Tuesday 21 May 2019

Dublin and Belfast move up ranking of most expensive cities

Grafton Street in Dublin
Grafton Street in Dublin
Donal O'Donovan

and Donal O'Donovan

Dublin has risen ten places to 51st in the latest rankings of the world's most expensive cities in which to live and work.

Major cities across western Europe have all risen up the rankings of the most expensive locations for expatriates, mainly due to the strengthening of local currencies including the euro against the US dollar.

That's according to a survey by human resources specialists Mercer.

The ranking is designed to help multinational companies and other employers set pay levels for staff working overseas, based on the purchasing power of the US dollar.
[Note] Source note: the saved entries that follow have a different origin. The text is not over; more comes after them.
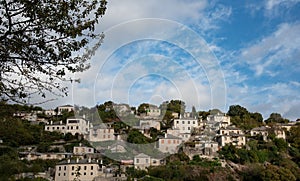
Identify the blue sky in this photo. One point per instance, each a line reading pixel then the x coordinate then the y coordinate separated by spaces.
pixel 211 54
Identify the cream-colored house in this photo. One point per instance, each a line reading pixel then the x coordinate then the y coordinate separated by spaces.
pixel 142 161
pixel 263 131
pixel 87 170
pixel 44 156
pixel 82 150
pixel 185 125
pixel 100 133
pixel 73 126
pixel 153 111
pixel 231 135
pixel 169 143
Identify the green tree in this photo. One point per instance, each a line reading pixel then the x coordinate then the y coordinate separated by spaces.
pixel 42 41
pixel 276 118
pixel 142 108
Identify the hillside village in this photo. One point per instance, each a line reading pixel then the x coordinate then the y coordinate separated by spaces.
pixel 118 142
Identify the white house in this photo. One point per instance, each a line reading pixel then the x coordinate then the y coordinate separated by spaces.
pixel 64 108
pixel 185 125
pixel 68 170
pixel 82 150
pixel 101 132
pixel 260 131
pixel 73 126
pixel 142 161
pixel 222 119
pixel 169 143
pixel 149 123
pixel 153 111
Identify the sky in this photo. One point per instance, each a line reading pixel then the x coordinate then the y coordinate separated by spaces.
pixel 210 54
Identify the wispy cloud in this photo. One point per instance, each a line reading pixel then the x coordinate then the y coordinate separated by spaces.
pixel 276 50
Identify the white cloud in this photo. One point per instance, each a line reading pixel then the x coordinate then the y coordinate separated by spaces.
pixel 278 49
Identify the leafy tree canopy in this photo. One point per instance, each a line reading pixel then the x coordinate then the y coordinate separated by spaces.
pixel 42 41
pixel 244 119
pixel 276 118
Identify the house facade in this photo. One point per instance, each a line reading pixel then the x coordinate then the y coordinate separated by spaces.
pixel 100 133
pixel 73 126
pixel 169 143
pixel 68 170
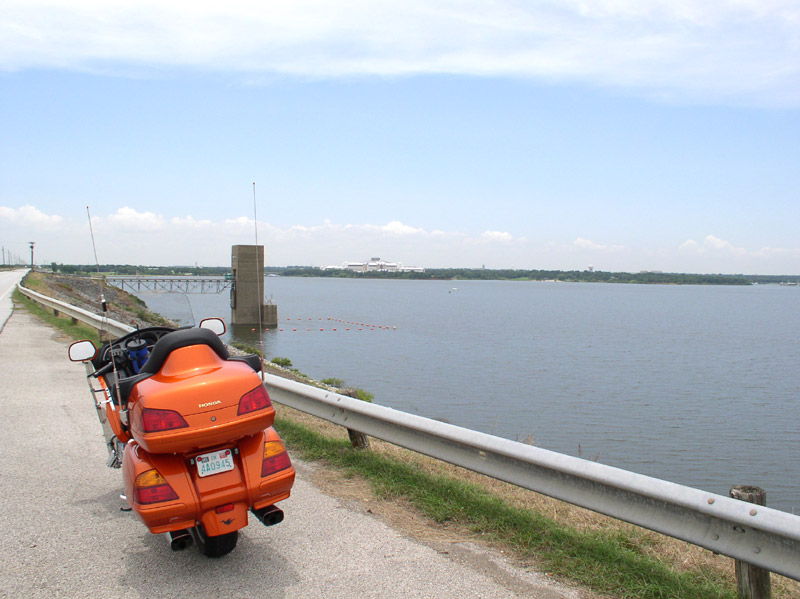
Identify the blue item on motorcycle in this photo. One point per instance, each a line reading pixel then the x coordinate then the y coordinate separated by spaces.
pixel 137 350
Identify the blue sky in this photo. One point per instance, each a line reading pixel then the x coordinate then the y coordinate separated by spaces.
pixel 559 134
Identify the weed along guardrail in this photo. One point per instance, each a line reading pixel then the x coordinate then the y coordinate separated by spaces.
pixel 753 534
pixel 757 535
pixel 112 327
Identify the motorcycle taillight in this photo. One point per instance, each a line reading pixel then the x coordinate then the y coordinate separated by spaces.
pixel 151 487
pixel 257 399
pixel 154 421
pixel 275 458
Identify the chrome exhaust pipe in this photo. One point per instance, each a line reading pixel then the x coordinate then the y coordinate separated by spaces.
pixel 269 516
pixel 179 540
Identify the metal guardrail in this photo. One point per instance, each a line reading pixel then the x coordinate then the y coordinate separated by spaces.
pixel 114 328
pixel 758 535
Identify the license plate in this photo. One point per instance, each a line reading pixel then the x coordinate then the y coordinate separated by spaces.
pixel 214 462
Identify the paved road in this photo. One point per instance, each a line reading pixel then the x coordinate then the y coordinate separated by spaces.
pixel 62 533
pixel 8 280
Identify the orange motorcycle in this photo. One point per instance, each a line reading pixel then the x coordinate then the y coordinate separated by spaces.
pixel 191 427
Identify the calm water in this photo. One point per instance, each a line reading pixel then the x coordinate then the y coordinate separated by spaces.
pixel 695 384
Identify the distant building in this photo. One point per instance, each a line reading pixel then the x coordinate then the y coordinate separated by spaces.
pixel 375 265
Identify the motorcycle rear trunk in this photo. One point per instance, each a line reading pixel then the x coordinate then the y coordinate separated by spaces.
pixel 200 410
pixel 195 402
pixel 199 452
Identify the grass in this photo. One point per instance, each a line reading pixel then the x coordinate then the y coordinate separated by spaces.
pixel 62 323
pixel 605 555
pixel 618 561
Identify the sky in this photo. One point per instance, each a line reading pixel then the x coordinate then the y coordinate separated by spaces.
pixel 625 135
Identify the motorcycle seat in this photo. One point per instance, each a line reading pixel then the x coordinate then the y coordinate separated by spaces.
pixel 166 345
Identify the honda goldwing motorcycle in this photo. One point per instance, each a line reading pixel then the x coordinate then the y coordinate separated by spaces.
pixel 191 427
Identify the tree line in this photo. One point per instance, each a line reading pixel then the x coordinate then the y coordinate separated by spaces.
pixel 467 274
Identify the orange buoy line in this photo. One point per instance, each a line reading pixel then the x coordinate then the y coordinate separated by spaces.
pixel 356 326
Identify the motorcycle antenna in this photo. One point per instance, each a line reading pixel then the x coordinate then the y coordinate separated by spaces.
pixel 96 261
pixel 259 286
pixel 104 305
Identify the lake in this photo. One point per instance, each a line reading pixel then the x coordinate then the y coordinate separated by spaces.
pixel 698 385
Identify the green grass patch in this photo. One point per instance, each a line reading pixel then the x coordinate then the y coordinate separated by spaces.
pixel 609 562
pixel 62 323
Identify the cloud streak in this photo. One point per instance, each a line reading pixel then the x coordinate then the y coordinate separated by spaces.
pixel 128 236
pixel 715 50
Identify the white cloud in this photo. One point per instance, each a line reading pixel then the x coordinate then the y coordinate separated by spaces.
pixel 131 237
pixel 497 236
pixel 715 49
pixel 586 244
pixel 712 244
pixel 28 216
pixel 398 228
pixel 128 219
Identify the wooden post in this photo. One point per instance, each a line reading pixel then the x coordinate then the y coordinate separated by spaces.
pixel 752 582
pixel 357 440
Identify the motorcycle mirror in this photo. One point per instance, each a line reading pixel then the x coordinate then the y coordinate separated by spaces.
pixel 215 325
pixel 81 351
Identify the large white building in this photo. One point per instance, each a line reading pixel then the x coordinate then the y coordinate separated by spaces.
pixel 375 265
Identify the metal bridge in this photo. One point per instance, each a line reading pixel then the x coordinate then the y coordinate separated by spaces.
pixel 171 284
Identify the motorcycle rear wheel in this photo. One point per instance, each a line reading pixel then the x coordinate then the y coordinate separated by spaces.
pixel 215 546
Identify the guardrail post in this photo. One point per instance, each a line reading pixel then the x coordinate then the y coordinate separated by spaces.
pixel 752 582
pixel 357 440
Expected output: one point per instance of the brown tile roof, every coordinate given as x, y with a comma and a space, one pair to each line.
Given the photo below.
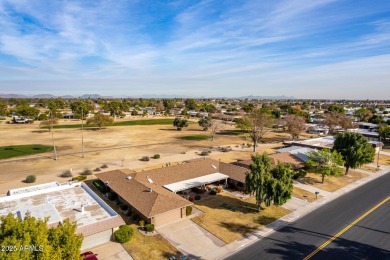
137, 194
281, 157
175, 173
100, 226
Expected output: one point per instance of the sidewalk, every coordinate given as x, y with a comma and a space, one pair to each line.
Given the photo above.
269, 229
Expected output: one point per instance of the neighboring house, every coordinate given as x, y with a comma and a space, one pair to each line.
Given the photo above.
73, 201
153, 194
69, 115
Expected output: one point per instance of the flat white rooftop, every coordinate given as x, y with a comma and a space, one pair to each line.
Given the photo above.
58, 203
196, 182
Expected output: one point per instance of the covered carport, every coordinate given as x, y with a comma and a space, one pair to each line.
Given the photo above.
196, 182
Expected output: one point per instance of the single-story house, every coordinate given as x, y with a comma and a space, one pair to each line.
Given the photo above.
73, 201
153, 194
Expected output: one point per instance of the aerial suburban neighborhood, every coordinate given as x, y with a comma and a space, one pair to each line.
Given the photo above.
215, 130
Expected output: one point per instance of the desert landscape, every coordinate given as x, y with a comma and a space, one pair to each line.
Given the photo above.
115, 146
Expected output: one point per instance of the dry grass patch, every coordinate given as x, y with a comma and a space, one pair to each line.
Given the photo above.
368, 168
230, 218
383, 159
149, 247
332, 183
304, 194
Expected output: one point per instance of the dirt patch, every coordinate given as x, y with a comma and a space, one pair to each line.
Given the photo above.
332, 183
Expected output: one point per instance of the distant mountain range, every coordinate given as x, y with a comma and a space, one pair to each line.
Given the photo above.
94, 96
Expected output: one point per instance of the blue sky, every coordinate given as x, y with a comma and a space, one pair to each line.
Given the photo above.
301, 48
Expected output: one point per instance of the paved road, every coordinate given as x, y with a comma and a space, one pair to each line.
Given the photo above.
369, 238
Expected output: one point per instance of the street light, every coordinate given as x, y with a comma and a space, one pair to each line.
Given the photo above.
379, 149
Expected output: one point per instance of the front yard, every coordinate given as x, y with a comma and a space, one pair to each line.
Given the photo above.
230, 218
332, 183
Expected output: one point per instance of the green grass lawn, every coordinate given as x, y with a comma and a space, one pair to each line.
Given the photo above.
126, 123
7, 152
195, 137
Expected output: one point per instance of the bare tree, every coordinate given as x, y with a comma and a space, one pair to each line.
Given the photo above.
215, 127
295, 125
256, 124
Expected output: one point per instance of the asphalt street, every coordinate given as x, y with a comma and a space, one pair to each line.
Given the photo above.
369, 238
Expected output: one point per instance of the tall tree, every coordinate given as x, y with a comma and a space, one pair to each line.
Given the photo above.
325, 163
100, 120
295, 125
384, 133
267, 184
3, 109
256, 124
355, 149
205, 123
180, 123
258, 176
59, 242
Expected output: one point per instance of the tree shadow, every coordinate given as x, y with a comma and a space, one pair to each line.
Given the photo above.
238, 228
308, 180
40, 131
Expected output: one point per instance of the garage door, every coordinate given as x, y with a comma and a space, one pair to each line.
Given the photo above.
167, 217
96, 239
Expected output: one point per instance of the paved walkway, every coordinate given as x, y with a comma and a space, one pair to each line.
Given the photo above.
311, 188
111, 251
265, 231
191, 239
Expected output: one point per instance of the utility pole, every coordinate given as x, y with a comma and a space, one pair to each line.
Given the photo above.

Belfast's rank of 120 globally masks the fact that it has 
risen thirty-eight places from 2013.

"European currencies for the most part slightly strengthened against the US dollar, which pushed most western European cities up in the ranking," according to Noel O'Connor, senior consultant for Mercer.

"There have also been some increases in accommodation costs due to strong demand for rentals, which has also been behind upward movement in rankings for a number of European cities," he added.

"Dublin's move up ten places in the 2014 cost of living survey primarily reflects both of these factors."

Elsewhere in Europe the strength of the Swiss franc means Zurich is the most costly European city on the list, followed by Geneva and Bern.

Outside Switzerland, London, with soaring housing costs and an increasingly strong currency, is the only other western European city among the ten most expensive worldwide.

The high cost of maintaining a safe, western lifestyle in some African centres pushed Luanda in Angola and N'Djamena in Chad to the top two positions in the global ranking. In contrast Karachi, Pakistan, is the world's least expensive city for expatriates.

East Asian cities continue to dominate the rankings with Hong Kong in third place, followed by Singapore.

Closer to home, cities in the United Kingdom and Germany experienced some of this year's biggest surges. Glasgow and Birmingham each jumped 49 and 45 spots up the table respectively; Munich (55) rose 26 places, Frankfurt (59) 24 spots, and Berlin (68) was up 31 places.

Tel Aviv in Israel is the most expensive city in the Middle East for expatriates, far ahead of Beirut (63), Dubai (67), and Abu Dhabi (68).

In Asia, China became relatively more expensive and Japanese cities relatively less so last year.

Australian cities witnessed some of the most dramatic falls in the ranking as the Australian dollar fell against the US dollar - meaning Sydney drops out of the 10 most expensive cities to 26th overall.

The strong US dollar also pushed up costs for those living in the country. New York moved up 8 places to rank at number 16.